Secondo quanto ricostruito dai carabinieri della Compagnia di Brescia, una donna di circa 35 anni, residente a Mazzano, stava discutendo animatamente in via Marconi con il compagno, più giovane di circa dieci anni. Con il passare dei minuti, la discussione si sarebbe trasformata in un confronto sempre più acceso, durante il quale l’uomo, di origini tunisine, avrebbe manifestato un atteggiamento aggressivo.
Intuendo il pericolo, la donna ha cercato una via di fuga e si è diretta verso la villetta più vicina, dove vive un’amica. È riuscita a entrare nel giardino e poi nell’abitazione, approfittando del fatto che la porta non fosse chiusa a chiave. Una volta all’interno, mentre la famiglia si stava preparando per la cena, ha chiuso la porta alle proprie spalle trovando finalmente riparo.
All’esterno, però, la situazione è ulteriormente degenerata. Il giovane, in evidente stato di agitazione, ha colpito con pugni e testate la vetrata del portone, mandandola in frantumi e ferendosi gravemente alla testa. Il forte rumore e le urla hanno attirato l’attenzione dei vicini, che hanno contattato il numero unico di emergenza.
Sul posto è intervenuta una pattuglia dei carabinieri.
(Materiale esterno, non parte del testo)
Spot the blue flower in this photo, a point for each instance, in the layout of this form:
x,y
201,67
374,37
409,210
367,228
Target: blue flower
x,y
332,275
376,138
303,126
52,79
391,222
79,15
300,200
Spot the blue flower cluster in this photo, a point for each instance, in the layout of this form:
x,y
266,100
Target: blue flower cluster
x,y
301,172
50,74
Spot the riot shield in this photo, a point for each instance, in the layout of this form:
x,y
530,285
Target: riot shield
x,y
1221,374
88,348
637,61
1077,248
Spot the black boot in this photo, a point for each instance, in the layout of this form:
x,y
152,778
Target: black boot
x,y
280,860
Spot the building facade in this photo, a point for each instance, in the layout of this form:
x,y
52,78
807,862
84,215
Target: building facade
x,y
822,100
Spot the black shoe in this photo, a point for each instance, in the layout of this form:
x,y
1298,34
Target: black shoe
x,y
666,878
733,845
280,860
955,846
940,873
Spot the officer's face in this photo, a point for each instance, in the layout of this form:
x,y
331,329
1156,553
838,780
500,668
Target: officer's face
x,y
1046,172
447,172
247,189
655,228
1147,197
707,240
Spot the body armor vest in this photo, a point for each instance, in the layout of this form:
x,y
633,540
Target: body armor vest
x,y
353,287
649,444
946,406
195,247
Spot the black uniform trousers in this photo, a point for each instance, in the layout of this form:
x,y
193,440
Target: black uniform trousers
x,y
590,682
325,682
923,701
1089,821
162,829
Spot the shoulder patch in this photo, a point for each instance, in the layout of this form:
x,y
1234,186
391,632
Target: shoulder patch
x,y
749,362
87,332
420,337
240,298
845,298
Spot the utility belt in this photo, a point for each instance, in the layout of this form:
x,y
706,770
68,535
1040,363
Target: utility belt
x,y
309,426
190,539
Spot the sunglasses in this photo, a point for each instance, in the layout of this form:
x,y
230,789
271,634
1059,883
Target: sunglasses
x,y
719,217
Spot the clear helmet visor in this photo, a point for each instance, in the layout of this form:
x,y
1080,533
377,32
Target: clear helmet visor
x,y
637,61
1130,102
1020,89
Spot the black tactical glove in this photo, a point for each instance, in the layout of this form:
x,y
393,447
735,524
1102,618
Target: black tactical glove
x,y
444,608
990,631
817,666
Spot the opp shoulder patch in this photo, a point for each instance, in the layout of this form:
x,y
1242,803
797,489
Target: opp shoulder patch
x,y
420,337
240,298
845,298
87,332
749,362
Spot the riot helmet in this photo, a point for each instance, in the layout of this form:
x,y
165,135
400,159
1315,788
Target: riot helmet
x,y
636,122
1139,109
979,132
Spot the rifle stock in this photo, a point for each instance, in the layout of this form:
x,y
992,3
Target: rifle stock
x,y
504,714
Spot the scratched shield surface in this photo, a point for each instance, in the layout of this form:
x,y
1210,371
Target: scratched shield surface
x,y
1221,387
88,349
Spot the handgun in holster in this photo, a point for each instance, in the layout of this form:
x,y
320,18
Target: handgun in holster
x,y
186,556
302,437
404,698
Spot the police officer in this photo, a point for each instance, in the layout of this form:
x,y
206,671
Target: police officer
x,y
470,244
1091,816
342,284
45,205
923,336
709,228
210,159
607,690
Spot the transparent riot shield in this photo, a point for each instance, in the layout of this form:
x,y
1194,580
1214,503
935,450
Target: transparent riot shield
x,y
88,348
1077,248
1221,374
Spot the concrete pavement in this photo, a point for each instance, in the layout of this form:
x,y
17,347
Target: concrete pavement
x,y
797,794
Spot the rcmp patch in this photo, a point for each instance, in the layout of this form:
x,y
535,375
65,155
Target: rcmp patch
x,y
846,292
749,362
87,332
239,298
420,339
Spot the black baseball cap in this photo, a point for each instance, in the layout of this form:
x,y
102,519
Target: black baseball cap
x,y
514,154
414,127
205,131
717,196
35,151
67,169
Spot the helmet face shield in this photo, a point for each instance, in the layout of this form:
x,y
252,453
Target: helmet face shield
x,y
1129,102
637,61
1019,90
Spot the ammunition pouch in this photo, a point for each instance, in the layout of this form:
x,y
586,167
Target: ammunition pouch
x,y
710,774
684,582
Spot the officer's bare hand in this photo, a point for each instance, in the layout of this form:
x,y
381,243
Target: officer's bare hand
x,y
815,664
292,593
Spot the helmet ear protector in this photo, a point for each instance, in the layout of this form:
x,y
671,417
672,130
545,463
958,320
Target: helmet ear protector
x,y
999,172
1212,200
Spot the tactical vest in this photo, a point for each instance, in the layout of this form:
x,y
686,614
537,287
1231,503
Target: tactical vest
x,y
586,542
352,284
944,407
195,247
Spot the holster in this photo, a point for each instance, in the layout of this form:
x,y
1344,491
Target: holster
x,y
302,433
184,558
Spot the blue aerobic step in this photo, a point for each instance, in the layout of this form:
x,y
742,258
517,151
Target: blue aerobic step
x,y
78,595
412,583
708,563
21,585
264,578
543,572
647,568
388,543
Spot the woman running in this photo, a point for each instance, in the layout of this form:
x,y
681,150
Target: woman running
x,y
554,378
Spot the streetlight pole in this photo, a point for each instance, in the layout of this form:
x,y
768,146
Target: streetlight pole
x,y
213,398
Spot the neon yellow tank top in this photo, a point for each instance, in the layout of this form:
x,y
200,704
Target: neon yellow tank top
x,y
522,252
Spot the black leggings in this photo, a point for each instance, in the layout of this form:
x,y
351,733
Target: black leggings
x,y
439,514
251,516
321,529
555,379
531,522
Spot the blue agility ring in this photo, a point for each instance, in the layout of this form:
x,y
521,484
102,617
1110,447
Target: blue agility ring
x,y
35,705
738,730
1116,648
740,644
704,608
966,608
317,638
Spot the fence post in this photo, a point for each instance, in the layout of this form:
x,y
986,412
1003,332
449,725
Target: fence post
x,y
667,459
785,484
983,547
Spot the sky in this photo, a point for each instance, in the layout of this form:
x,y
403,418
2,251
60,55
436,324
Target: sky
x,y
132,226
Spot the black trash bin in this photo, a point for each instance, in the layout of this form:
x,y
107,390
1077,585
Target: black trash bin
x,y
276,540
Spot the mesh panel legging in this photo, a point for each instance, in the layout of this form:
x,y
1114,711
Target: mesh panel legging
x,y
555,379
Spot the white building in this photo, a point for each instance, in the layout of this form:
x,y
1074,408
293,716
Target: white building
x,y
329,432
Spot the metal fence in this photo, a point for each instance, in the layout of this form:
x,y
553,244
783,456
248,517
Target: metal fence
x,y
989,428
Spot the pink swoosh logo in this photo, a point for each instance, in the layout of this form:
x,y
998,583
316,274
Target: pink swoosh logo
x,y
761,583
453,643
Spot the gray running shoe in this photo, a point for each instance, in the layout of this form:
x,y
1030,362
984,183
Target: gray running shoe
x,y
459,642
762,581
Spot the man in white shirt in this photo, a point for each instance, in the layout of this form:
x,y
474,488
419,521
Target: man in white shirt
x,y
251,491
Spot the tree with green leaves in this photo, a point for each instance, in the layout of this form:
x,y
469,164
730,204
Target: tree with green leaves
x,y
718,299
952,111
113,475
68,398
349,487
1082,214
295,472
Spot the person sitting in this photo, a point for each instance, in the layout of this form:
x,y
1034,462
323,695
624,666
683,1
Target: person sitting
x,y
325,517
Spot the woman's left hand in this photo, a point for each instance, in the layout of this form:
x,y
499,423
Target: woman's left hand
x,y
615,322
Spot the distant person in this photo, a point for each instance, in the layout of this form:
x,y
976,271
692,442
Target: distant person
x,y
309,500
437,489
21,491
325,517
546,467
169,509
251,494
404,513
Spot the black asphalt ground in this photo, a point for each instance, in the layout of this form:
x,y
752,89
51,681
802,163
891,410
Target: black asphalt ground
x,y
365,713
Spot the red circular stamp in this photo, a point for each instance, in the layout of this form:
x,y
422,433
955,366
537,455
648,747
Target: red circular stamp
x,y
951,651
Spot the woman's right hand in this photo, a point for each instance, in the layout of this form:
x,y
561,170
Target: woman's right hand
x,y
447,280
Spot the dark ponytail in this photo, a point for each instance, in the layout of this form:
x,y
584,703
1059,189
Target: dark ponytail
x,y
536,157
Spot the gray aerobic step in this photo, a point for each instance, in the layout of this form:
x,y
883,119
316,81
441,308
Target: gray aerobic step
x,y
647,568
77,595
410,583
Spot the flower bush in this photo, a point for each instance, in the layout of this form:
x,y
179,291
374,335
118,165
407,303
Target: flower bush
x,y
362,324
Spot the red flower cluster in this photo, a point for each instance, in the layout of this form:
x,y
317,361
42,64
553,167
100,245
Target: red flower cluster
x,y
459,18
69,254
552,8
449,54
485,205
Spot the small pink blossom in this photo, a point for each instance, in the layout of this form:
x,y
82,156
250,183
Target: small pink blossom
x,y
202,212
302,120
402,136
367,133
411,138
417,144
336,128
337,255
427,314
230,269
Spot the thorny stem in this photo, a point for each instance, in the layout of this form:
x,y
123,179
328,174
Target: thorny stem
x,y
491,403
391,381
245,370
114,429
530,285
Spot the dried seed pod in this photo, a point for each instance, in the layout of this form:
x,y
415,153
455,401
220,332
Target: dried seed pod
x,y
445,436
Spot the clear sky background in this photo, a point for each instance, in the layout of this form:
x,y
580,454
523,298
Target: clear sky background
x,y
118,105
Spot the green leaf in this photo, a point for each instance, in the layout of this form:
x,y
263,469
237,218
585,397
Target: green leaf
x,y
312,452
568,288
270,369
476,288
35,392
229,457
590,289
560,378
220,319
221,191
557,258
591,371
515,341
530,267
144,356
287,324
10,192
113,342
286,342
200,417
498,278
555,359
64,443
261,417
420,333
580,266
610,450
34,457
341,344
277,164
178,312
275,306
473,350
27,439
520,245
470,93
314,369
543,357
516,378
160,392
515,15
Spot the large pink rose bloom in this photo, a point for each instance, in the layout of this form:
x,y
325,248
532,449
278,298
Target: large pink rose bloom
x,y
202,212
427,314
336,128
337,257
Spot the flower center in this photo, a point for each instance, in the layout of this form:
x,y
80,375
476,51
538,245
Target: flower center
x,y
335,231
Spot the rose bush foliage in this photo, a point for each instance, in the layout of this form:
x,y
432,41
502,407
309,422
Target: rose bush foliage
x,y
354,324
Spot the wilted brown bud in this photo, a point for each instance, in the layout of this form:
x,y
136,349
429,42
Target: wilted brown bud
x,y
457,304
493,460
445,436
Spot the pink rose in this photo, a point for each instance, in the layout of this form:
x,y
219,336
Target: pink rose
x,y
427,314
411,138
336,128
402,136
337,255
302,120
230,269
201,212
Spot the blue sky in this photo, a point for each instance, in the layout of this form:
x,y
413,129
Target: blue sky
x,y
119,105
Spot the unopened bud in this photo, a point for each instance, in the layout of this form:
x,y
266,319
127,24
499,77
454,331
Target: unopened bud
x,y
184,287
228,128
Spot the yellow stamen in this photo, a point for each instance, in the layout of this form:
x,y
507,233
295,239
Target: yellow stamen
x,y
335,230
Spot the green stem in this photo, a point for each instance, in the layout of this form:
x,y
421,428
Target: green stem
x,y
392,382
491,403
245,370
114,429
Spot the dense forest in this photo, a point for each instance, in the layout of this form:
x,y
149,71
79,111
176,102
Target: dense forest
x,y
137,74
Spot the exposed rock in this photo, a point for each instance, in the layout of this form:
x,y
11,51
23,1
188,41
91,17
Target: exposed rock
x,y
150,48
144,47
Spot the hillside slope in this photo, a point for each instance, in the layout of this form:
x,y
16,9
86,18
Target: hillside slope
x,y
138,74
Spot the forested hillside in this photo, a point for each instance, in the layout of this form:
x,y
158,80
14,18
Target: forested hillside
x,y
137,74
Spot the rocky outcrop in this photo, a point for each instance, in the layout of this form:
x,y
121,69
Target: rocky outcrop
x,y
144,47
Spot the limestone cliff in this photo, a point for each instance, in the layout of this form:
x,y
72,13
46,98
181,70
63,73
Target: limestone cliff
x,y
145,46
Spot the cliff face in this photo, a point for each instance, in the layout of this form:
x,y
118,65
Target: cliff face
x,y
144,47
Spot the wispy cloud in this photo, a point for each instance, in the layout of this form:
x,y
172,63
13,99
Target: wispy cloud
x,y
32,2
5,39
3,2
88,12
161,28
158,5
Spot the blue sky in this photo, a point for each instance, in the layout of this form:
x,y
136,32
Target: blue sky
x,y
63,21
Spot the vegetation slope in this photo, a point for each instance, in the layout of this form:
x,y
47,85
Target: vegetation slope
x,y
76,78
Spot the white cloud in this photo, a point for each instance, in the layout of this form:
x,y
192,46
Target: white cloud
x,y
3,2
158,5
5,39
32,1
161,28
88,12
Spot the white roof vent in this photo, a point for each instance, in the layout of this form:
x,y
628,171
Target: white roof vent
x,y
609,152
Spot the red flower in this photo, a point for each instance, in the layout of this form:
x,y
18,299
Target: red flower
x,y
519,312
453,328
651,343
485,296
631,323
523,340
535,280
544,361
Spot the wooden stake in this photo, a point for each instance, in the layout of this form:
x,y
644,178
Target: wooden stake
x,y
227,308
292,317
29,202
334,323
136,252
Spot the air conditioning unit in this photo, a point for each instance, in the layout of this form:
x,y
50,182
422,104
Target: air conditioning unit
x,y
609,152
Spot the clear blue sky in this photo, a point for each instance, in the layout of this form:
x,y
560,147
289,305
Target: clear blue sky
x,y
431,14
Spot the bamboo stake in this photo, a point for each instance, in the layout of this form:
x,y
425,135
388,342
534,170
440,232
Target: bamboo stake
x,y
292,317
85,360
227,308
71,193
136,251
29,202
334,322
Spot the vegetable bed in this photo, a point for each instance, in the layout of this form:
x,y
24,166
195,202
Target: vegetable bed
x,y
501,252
L’uomo, sanguinante, è stato accompagnato in ospedale per le cure necessarie, mentre la donna è stata ascoltata dagli investigatori per chiarire la dinamica dei fatti e verificare l’eventuale presenza di precedenti episodi di violenza.
La posizione dell’uomo è ora al vaglio dell’autorità giudiziaria. Come previsto in situazioni di questo tipo, è stato attivato il protocollo del codice rosso, a tutela della vittima e per garantire un rapido intervento delle istituzioni competenti.